Die Hexe soll brennen
Ihr Mittel hatte versagt. Der speichelnde Mund des Mannes an ihrem Hals, seine Hand an ihrer Brust, seine Hand an ihrem Gesäß, in der Backenspalte. Unkontrollierbares Zittern durch den ganzen Leib.
»Ja, so ist's gut«, keuchte Hanndloß. »Ja … ja …«
Doch dann plötzlich der fürchterliche Stoß in sein Gemächte, der ihn augenblicklich lähmte, ihn würgte, ihn hilflos machte. Brechreiz und eiskaltes Schrumpfen zwischen den Schenkeln. Das Mädchen hatte ihm ein Knie zwischen die Beine gewuchtet. Hanndloß taumelte zurück, konnte sich kaum noch aufrechthalten.
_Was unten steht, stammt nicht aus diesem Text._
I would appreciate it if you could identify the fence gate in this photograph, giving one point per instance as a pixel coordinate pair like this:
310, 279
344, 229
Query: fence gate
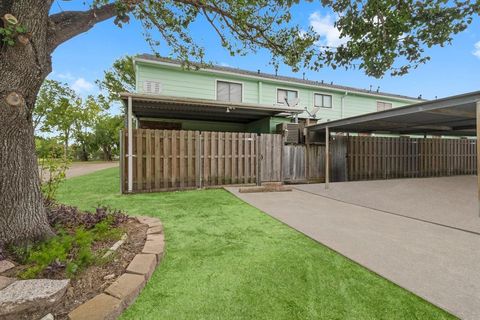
270, 146
179, 159
294, 163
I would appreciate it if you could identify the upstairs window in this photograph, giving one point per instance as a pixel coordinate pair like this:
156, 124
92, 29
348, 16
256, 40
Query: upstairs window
323, 100
284, 95
152, 87
229, 91
381, 106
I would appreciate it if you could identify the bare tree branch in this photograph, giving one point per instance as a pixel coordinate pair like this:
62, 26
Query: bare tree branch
68, 24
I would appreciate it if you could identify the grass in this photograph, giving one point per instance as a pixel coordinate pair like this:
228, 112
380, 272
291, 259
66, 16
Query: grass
227, 260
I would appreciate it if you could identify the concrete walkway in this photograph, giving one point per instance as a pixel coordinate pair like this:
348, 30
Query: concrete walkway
438, 263
450, 201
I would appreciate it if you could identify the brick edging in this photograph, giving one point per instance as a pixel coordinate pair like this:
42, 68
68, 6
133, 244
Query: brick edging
124, 290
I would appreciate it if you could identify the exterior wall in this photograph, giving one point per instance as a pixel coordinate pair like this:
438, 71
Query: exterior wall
265, 125
204, 125
201, 84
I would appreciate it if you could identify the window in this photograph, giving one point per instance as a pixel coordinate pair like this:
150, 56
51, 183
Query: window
152, 87
229, 91
323, 100
383, 105
284, 95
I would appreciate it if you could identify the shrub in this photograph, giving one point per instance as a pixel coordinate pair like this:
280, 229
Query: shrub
71, 217
71, 249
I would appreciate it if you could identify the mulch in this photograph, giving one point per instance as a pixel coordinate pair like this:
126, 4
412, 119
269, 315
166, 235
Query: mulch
96, 278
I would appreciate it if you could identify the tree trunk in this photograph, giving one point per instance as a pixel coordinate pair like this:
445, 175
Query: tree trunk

Der Schmerz schien ihm die Eingeweide zu zersprengen …
Als Katharina ihn zum Fenster zerrte, stieß, ihm hinaushalf, ihn mit ungeahnter Kraft durch die Höhle schob, da wurde ihm immer wieder schwarz vor Augen. Er glitt draußen an der Mauer entlang zu Boden, rang nach Luft. Das Mädchen reichte ihm die Laterne, stieß damit gegen seinen geschundenen Körper, bis er sie ergriff. Immer noch furchtbar der Schmerz, aber die Schwärze vor seinen Augen schwand allmählich. Hanndloß zog sich an der Mauer hoch, stand aufrecht da. Und dann drang aus der Fensterhöhle Katharinas zischelnde Stimme zu ihm: »Eine Hex' bin ich, jetzt weißt du's. Wie meine Mutter. Wie die Weinzierlin. Die haben sich oft mit Hexensalbe eingeschmiert und sind auf Mistgabeln und Besen durch den Kamin ausgefahren. So wie du jetzt durchs Fenster. Und nun geh, Hanndloß! Geh! Geh!«
So haßerfüllt klang das Zischeln, daß der Amtmann gehorchen mußte. Er schleppte sich, ohne noch einmal zurückzublicken, über den dunklen Schloßhof, zwängte das Tor auf, war taumelnd draußen. In seinen Eingeweiden wühlte immer noch der unsagbare Schmerz. »Verfluchte Sau!« stöhnte er, als er sich gekrümmt auf den Heimweg machte. »Verfluchte Hex'! Hast es ja selber eingestanden. Und wie sonst hättest du dich auch gegen mich so gut wehren können? – Aber wart nur ab! Dir werde ich's zeigen! Hast selber zugegeben, daß du und die Deinen Hexen seid. Dann müßt ihr auch als solche behandelt werden. Du wart nur ab, du Schwanztäuscherin, du Sauhex'. Du wart nur ab!«
So verschwand der Eisenamtmann fluchend in der Nacht. Und drinnen, in ihrer Kammer, war Katharina zusammengebrochen, fieberte und litt mehr denn je zuvor unter dem grausamen Riß in ihrer Seele.
Das Protokoll
Mai 1689
»Simon Hanndloß hat gemacht eyne aidliche Aussag .«
(Aus dem Protokoll des Geislinger Hexenprozesses)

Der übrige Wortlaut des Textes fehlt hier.